Oleksiy also plays online chess with a teacher from Ukraine. Online, the boy even learns to play the piano. He puts his smartphone on the tripod, and his teacher from Ukraine watches from the screen whether he presses the keys correctly.
Marina says that, despite the outward calmness, it was the seven-year-old Oleksiy of all the children who found moving the most difficult. He keeps asking when they will come home. Americans support the family morally. “When I told where we’re from, from which country, from which city, they put their hands on their hearts and said: “We stand for Ukraine!” … We don’t know the language, but we’re trying to learn. And when you try to talk to Americans, they treat it very patiently and help,” says Marina.
He remembers the first day of the war perfectly ninth grader Dmytro Frankelwho arrived in the USA from Kharkiv: “On the 24th, I first went to Viber and saw that classes were canceled at school, I thought, this is cool! And then I saw on the Instagram page of Zelensky or Terekhov that martial law was declared, I understood everything, went to my mother, she was already packing.”
In the spring of the eighth grade, Dmytro went to two schools: an online Ukrainian one, and a stationary American one. However, it was difficult to continue mastering two programs, so I gave up online education in the fall.
“Ukrainian and American schools different in almost everything. Here I have shorter breaks – 5 minutes instead of 15, but there is a long one for lunch and I really like it. Lessons in the US are much easier, less lessons. If in Ukraine I had biology, physics, chemistry, algebra and geometry, here I only have mathematics and chemistry, next year there will be biology. Dmytro says that he got used to the American class easily, because he knew English well, and his classmates and teachers supported him. Although he misses Kharkiv, he is looking for advantages where he is now. “I miss my friends, our apartment, my school, I can’t say whether it’s worse or better, but it just happened, everything has changed,” says Dmytro.
Knowledge of the language was one of the main factors for the adaptation of children in the team, she said Natalia Ioffe, educational volunteer from the state of New Jersey, which helped emigrants from Ukraine settle down. However, America is well adapted to the needs of emigrants, and Ukrainians felt it. “When families started arriving, especially when the parents didn’t speak English, I helped them go to interviews.

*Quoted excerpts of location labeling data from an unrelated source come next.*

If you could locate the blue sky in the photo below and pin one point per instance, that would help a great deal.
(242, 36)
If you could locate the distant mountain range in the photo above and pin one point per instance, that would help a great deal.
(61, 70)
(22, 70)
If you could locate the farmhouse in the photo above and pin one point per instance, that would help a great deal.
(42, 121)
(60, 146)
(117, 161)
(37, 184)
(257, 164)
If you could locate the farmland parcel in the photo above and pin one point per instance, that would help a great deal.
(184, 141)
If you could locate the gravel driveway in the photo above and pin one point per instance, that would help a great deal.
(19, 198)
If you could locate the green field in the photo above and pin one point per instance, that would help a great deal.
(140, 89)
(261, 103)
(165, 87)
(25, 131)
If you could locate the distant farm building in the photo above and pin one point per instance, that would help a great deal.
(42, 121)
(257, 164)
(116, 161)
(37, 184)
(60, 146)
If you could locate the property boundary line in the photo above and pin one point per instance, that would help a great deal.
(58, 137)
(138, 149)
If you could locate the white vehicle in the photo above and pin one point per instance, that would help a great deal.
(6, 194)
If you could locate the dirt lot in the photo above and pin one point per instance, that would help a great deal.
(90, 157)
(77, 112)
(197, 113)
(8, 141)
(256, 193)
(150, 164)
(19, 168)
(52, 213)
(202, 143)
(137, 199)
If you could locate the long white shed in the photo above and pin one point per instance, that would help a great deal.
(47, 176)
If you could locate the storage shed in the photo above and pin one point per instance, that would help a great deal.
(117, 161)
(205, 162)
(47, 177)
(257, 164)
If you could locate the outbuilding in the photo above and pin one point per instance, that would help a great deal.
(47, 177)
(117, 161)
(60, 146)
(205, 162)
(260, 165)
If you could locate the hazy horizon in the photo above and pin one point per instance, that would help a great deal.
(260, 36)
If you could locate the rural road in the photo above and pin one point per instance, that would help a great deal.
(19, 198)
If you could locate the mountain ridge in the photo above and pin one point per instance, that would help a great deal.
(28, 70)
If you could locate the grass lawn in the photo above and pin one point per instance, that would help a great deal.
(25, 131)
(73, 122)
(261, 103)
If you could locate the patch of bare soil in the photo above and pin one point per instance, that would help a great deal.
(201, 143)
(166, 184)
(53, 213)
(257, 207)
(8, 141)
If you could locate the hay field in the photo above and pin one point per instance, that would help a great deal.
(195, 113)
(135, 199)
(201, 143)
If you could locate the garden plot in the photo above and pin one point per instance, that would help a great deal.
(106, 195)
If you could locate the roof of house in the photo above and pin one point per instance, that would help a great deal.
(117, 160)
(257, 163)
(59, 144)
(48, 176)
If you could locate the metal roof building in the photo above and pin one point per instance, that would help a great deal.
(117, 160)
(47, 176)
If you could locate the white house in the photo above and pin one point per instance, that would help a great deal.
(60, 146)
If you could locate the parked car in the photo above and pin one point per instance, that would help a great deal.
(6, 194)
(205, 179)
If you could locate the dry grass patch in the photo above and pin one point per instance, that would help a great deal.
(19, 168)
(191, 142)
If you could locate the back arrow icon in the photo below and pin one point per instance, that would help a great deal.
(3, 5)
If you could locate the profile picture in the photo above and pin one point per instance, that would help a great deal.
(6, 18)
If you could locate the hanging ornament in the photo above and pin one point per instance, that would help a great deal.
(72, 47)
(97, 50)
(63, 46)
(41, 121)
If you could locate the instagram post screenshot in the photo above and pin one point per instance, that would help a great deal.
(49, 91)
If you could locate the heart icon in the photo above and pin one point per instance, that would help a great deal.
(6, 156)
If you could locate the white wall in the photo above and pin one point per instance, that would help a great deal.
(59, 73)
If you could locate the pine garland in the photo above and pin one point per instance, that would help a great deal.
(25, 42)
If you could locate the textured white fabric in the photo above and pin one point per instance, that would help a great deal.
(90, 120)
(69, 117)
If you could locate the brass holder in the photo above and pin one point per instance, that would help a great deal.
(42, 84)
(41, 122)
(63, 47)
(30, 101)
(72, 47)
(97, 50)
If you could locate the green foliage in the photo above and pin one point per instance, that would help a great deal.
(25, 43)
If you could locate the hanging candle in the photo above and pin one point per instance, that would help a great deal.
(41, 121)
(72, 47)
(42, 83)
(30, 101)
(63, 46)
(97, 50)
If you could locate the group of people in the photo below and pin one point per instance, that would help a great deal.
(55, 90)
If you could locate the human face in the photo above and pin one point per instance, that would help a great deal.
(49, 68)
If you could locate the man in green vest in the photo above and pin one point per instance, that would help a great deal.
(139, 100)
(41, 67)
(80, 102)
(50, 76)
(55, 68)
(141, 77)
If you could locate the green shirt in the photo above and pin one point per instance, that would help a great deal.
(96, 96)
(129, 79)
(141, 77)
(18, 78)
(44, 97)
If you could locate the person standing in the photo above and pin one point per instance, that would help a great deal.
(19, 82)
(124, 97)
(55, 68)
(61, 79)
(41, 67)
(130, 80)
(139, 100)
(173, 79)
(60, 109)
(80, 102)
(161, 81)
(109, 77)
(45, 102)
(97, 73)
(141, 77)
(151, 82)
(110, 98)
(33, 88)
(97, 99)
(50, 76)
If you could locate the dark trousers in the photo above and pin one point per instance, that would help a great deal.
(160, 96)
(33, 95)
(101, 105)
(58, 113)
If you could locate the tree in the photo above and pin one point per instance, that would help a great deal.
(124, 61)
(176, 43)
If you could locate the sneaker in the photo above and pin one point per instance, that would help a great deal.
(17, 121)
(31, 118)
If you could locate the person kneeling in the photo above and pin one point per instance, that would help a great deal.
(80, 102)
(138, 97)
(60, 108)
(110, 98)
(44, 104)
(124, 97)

Schools in the US have special hours where they talk to migrants or refugees, they provide interpreters. They sit down with the child, do test and decide what level of language support the child needs, they also help translate documents. If there are not all the necessary vaccines, they are done for free,” said Ioffe.
In addition to free language support in schools, the USA offers psychological support to Ukrainian children who feel anxious, and often also depressed, from separation from family and friends, she said psychologist Nina Malinovska: “I work as a volunteer with teenagers in Canada and the USA. There are many support programs here specifically for migrant children, in particular for Ukrainians. Teenagers are the most vulnerable category, because slightly smaller children adapt well, play, their program is much easier than Ukrainian ones schools.”
Despite the various circumstances, according to the psychologist, the child’s condition primarily depends on the adult who is next to her: “If adults are confused and do not know whether to stay or return, if all anxiety and maladjustment are transmitted to the child, then the child perceives it as a virus, psyche is shaking. My advice is to see this situation as something that will make us even more diverse, even more adaptable to the world, and you can bring that to your country.”